Après avoir terminé ses études en physique et en neurosciences à Londres et Berlin, Ernst s’est lancée dans une carrière universitaire. Elle a mené des recherches postdoctorales à l’université de Columbia et à l’université de Stanford avant de devenir professeur à Hambourg, où elle s’est plongée dans la recherche scientifique, notamment dans les domaines de la physique et des neurosciences. Cependant, en 2017, Ernst a pris la décision audacieuse de quitter le monde universitaire et de se concentrer sur l’application de ses recherches intellectuelles à la création de technologies susceptibles de contribuer à transformer la société. Cela l’a amenée à cofonder Gnosis, une entreprise initialement axée sur les marchés de prédiction, puis qui s’est étendue aux systèmes de paiement décentralisés et à l’infrastructure sécurisée de la blockchain.
Construire Gnosis : le pilier fondamental de l’écosystème d’Ethereum
Gnosis a été incubé au sein de l’écosystème ConsenSys et a commencé avec l’objectif de créer une plateforme de marché prédictif, exploitant la puissance de la blockchain Ethereum. L’équipe derrière Gnosis avait pour objectif de construire une infrastructure capable de permettre des outils et des applications financières décentralisées sur Ethereum, une vision qui allait plus tard redéfinir la manière dont les actifs numériques sont gérés et échangés.
Cependant, au début de son parcours, l’équipe de Gnosis a reconnu la nécessité d’élargir son champ d’action au-delà des marchés de prédiction. Elle s’est lancée dans la création d’outils Web3 essentiels qui permettraient à la finance décentralisée (DeFi) de prospérer.
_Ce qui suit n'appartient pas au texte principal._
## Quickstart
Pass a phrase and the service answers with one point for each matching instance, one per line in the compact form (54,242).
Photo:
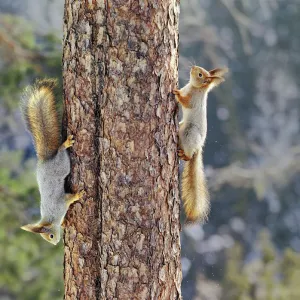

L’une des principales innovations issues de Gnosis a été Gnosis Safe, un portefeuille multi-signatures qui permet aux utilisateurs de gérer leurs actifs numériques en toute sécurité. Aujourd’hui, Gnosis Safe est l’un des portefeuilles non dépositaires les plus utilisés et gère plus de 100 milliards de dollars d’actifs.
De plus, CowSwap, un agrégateur d’échanges décentralisés, a été développé dans le cadre de l’engagement continu de Gnosis à améliorer l’écosystème DeFi. CowSwap utilise une approche unique en faisant correspondre les ordres d’achat et de vente directement entre les utilisateurs, réduisant ainsi les frais et minimisant les glissements, des problèmes qui affligent de nombreux échanges traditionnels. Ernst attribue à ce projet le mérite d’avoir rendu la DeFi plus accessible et plus conviviale, garantissant que les grands et les petits investisseurs puissent négocier avec une plus grande efficacité.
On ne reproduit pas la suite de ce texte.